Pisz: „Tata bije mamę” - zgłosił policjantom przestraszony 11-latek
11-letni chłopiec zadzwonił do oficera dyżurnego policji w Piszu, mówiąc, że „tata bije mamę”. Policjanci, którzy natychmiast pojechali na miejsce, zastali tam nietrzeźwego 49-latka, jego partnerkę i czworo dzieci. Jak ustalili policjanci mężczyzna wszczął awanturę ze swoją konkubiną i był wobec niej bardzo agresywny. Sprawca przemocy domowej zatrzymany został w policyjnym areszcie do wytrzeźwienia. Rodzina objęta została procedurą „Niebieskiej karty”.
W sobotę (05.03.2016) przed godz. 23:00 oficer dyżurny piskiej komendy otrzymał zgłoszenie od chłopca. Przestraszony i zapłakany 11-latek powiedział: „tata bije mamę, proszę szybko” i podał adres. Interwencja miała miejsce na terenie piskiej gminy.
Policjanci niezwłocznie pojechali pod wskazany adres. Na miejscu zastali właściciela domu, jego konkubinę i czworo małoletnich dzieci w wieku od 8 do 16 lat. Funkcjonariusze ustalili, że w mieszkaniu tym odbywało się przyjęcie urodzinowe z okazji 49-urodzin mężczyzny.
W trakcie imprezy solenizant pokłócił się ze swoją konkubiną. Zaczął się awanturować, wyzywał kobietę słowami wulgarnymi, uderzył ją w twarz oraz szarpał ją za ręce i ubranie. Do zdarzenia doszło w obecności dzieci.

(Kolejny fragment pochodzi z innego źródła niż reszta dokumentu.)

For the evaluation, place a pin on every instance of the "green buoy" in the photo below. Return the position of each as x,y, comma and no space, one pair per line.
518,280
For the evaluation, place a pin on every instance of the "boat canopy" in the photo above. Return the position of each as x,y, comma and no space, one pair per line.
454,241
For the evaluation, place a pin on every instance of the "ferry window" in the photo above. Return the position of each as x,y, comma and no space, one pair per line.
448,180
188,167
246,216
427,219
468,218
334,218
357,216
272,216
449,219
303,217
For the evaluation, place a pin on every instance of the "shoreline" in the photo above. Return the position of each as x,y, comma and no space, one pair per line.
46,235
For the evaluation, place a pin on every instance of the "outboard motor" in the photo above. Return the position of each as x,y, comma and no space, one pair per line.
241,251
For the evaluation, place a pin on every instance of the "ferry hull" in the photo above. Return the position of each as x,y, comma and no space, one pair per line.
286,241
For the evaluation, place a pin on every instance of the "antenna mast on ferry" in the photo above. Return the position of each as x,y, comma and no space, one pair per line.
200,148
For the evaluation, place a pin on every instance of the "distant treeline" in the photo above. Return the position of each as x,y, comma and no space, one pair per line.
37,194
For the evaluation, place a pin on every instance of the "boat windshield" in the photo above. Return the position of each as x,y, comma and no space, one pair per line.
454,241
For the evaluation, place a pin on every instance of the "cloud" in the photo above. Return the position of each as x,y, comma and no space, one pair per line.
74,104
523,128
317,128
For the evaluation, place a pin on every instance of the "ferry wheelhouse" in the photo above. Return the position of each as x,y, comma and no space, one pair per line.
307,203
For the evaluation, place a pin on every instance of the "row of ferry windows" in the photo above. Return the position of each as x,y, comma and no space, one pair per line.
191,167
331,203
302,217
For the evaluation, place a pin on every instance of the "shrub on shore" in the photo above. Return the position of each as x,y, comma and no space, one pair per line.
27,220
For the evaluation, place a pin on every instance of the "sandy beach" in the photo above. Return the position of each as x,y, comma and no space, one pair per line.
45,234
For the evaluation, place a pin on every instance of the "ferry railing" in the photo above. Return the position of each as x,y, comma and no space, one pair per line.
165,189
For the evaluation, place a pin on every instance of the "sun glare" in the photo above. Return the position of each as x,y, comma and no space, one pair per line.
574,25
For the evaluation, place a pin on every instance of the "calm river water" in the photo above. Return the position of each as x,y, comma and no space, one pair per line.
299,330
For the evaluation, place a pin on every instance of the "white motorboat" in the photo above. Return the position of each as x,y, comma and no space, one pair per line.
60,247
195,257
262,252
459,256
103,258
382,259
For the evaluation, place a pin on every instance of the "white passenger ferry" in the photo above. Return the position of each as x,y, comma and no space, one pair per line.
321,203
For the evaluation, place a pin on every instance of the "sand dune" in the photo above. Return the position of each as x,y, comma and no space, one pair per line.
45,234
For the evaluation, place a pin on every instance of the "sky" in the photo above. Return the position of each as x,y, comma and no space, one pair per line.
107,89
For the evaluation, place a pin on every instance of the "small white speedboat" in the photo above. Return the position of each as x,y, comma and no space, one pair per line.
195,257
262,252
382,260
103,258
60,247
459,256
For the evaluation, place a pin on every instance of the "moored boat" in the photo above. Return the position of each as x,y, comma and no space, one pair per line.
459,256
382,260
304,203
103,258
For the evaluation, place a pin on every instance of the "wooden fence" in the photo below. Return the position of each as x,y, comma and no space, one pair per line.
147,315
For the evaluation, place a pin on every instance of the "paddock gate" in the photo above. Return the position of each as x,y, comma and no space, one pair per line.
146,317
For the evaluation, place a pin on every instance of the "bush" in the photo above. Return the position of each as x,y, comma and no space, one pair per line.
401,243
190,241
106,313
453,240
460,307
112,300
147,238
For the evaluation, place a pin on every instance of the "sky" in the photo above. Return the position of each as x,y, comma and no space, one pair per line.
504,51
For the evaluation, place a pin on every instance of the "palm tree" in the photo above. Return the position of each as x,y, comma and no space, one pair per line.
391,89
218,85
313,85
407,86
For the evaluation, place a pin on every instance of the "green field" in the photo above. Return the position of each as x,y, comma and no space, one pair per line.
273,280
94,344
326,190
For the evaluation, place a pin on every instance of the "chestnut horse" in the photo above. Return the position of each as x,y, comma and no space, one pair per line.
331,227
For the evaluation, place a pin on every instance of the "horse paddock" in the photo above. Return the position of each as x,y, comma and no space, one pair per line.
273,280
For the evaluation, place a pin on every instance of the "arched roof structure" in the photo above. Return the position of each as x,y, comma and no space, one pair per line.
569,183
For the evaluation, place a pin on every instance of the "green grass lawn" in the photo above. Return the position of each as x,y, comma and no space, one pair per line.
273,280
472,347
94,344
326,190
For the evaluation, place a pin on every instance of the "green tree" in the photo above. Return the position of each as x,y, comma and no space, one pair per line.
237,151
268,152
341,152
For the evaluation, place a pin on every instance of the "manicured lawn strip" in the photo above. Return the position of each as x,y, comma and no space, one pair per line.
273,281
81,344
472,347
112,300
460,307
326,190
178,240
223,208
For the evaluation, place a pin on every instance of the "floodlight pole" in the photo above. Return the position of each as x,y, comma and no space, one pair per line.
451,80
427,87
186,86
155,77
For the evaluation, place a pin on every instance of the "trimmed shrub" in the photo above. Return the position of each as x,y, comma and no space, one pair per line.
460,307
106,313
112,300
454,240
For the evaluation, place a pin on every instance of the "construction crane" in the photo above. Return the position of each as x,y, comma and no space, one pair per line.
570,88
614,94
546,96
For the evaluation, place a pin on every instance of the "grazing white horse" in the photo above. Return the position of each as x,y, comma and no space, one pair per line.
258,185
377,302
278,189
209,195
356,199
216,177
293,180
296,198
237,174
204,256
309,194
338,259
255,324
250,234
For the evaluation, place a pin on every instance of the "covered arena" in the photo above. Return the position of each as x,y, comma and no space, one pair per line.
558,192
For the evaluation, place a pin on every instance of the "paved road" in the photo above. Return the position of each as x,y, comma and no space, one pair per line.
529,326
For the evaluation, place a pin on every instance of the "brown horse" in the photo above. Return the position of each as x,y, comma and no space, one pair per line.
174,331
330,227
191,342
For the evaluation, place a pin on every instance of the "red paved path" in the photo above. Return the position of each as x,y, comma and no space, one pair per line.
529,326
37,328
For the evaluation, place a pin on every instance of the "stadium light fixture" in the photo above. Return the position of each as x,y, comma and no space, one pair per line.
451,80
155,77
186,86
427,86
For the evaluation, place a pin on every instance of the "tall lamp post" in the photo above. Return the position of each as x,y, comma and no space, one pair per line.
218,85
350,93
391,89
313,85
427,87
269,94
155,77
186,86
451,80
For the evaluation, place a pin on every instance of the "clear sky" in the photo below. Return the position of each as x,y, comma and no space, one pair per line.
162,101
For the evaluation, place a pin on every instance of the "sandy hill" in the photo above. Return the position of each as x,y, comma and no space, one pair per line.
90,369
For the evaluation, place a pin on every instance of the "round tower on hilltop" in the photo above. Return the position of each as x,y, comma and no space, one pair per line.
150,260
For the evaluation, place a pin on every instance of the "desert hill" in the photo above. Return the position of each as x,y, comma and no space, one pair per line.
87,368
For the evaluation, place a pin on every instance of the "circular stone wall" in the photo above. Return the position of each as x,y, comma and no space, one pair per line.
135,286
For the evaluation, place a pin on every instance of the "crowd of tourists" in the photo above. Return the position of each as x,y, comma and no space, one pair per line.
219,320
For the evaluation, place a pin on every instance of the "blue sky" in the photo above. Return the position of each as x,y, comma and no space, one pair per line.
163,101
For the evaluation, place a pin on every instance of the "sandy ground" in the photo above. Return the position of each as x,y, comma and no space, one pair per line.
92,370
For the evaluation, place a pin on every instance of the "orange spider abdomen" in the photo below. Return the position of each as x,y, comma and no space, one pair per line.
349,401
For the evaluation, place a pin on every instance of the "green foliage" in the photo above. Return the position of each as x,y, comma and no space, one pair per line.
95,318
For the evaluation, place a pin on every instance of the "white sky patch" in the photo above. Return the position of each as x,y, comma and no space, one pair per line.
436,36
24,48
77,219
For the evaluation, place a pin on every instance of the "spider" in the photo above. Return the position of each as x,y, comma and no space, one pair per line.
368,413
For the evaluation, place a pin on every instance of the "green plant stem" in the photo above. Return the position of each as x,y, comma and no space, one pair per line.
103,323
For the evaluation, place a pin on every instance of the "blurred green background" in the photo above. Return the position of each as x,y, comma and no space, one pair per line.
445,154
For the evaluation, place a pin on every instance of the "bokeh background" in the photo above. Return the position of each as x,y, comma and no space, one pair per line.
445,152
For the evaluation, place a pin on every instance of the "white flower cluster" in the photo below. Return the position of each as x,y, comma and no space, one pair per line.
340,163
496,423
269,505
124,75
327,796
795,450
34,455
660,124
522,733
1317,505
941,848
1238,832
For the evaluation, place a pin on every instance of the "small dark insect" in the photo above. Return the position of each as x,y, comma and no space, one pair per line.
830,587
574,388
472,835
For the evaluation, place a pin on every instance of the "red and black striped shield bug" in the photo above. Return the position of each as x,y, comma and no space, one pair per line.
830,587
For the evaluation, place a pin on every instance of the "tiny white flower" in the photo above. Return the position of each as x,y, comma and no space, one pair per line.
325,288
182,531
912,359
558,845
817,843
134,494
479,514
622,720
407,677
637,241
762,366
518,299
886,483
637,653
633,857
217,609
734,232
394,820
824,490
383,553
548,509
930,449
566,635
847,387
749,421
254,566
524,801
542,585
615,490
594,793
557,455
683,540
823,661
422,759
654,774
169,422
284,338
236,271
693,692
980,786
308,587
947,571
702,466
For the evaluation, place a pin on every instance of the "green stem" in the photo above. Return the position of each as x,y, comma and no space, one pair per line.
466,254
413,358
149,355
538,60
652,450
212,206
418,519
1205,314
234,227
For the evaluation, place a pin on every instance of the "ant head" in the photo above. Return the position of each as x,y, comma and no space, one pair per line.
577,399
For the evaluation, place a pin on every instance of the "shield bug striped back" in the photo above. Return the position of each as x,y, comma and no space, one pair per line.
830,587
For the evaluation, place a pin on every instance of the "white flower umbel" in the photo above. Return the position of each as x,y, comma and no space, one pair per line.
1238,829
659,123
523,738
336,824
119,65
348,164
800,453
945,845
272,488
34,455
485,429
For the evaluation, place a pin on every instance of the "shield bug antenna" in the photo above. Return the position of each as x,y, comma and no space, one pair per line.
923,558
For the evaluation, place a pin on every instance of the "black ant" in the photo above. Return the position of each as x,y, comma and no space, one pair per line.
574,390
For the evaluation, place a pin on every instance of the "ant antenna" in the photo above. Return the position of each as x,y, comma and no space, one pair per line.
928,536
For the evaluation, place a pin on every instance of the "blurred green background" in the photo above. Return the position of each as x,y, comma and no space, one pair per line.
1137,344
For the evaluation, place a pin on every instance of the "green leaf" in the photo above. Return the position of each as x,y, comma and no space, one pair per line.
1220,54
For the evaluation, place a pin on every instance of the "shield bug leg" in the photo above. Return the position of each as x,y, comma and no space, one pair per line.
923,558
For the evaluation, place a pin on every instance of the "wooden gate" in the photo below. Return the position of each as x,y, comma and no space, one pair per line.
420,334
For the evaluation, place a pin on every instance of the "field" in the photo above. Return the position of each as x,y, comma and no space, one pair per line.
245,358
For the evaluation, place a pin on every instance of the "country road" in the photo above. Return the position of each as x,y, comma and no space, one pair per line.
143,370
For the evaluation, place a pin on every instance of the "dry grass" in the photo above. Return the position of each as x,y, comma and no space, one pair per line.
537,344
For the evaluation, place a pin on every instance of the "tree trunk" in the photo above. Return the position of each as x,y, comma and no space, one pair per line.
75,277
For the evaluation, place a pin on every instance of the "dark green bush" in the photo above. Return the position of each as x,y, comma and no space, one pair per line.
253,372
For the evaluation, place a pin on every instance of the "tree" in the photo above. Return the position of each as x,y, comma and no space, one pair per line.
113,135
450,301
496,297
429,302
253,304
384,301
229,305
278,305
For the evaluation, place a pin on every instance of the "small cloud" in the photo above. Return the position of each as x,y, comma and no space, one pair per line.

Sprawca przemocy domowej był pijany. Policjanci zatrzymali mężczyznę i przewieźli do komendy, gdzie sprawdzili stan trzeźwości. Badanie wykazało ponad 2 promile alkoholu w organizmie. Mężczyzna został zatrzymany w policyjnym areszcie. Dziećmi zaopiekowała się konkubina.
Rodzina objęta została procedurą „Niebieskiej Karty”.